L'incendie du Reichstag (en allemand : Der Reichstagsbrand) est un incendie criminel (mise à feu) du bâtiment du Reichstag, le lieu de réunion du Parlement allemand, à Berlin, le 27 février 1933. Il s'agit d'un événement important dans la création de l'Allemagne nazie.

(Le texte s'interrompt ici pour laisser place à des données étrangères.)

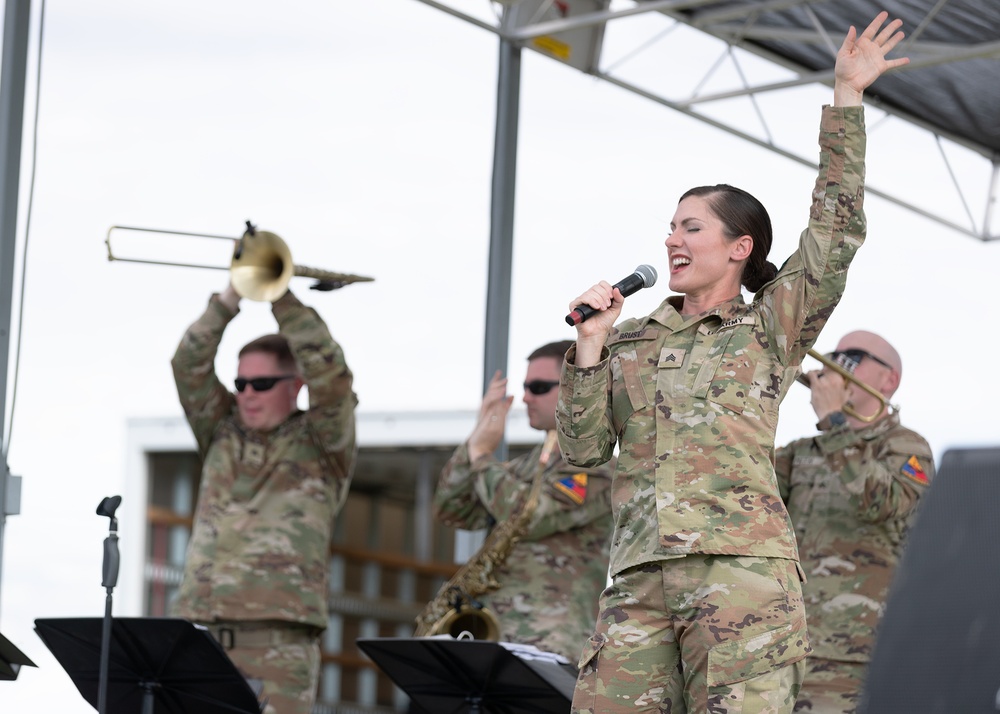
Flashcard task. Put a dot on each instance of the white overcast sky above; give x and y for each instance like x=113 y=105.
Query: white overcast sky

Une caserne de pompiers berlinoise a été appelée, et lorsque la police et les pompiers sont arrivés, la plus grande partie du bâtiment était couverte de flammes. À l'intérieur du bâtiment, Marinus van der Lubbe a été retrouvé. C'était un communiste néerlandais. Les nazis ont dit que cela prouvait que les communistes commençaient un complot contre le gouvernement allemand. Van der Lubbe et quatre dirigeants communistes ont été arrêtés peu après. Adolf Hitler, qui était devenu chancelier d'Allemagne quatre semaines auparavant, a demandé au président Paul von Hindenburg d'adopter une loi d'urgence pour lutter contre "la confrontation du parti communiste d'Allemagne".
En conséquence, la loi d'habilitation de 1933 a été adoptée. Le 28 février 1933, le président allemand von Hindenburg, sur les conseils du chancelier Adolf Hitler, promulgue le décret sur l'incendie du Reichstag en réponse à l'incendie du Reichstag. Ce décret a suspendu la plupart des libertés civiles en Allemagne. De nombreux communistes ont été arrêtés, y compris tous les membres du Parlement du Parti communiste. Les nazis devinrent ainsi la majorité du Parlement, et Hitler devint le dictateur en exercice. Les élections suivantes donnèrent plus de pouvoir à Hitler.
L'enquête se poursuit. Au début du mois de mars 1933, trois hommes sont traduits en justice. Tous étaient des agents supérieurs du Comintern bulgare. Un communiste a été déclaré coupable et exécuté ; les autres ont été acquittés et sont partis en Union soviétique.
Les historiens ne savent toujours pas qui a planifié l'incendie ou qui l'a fait. C'est un sujet de recherche toujours en cours.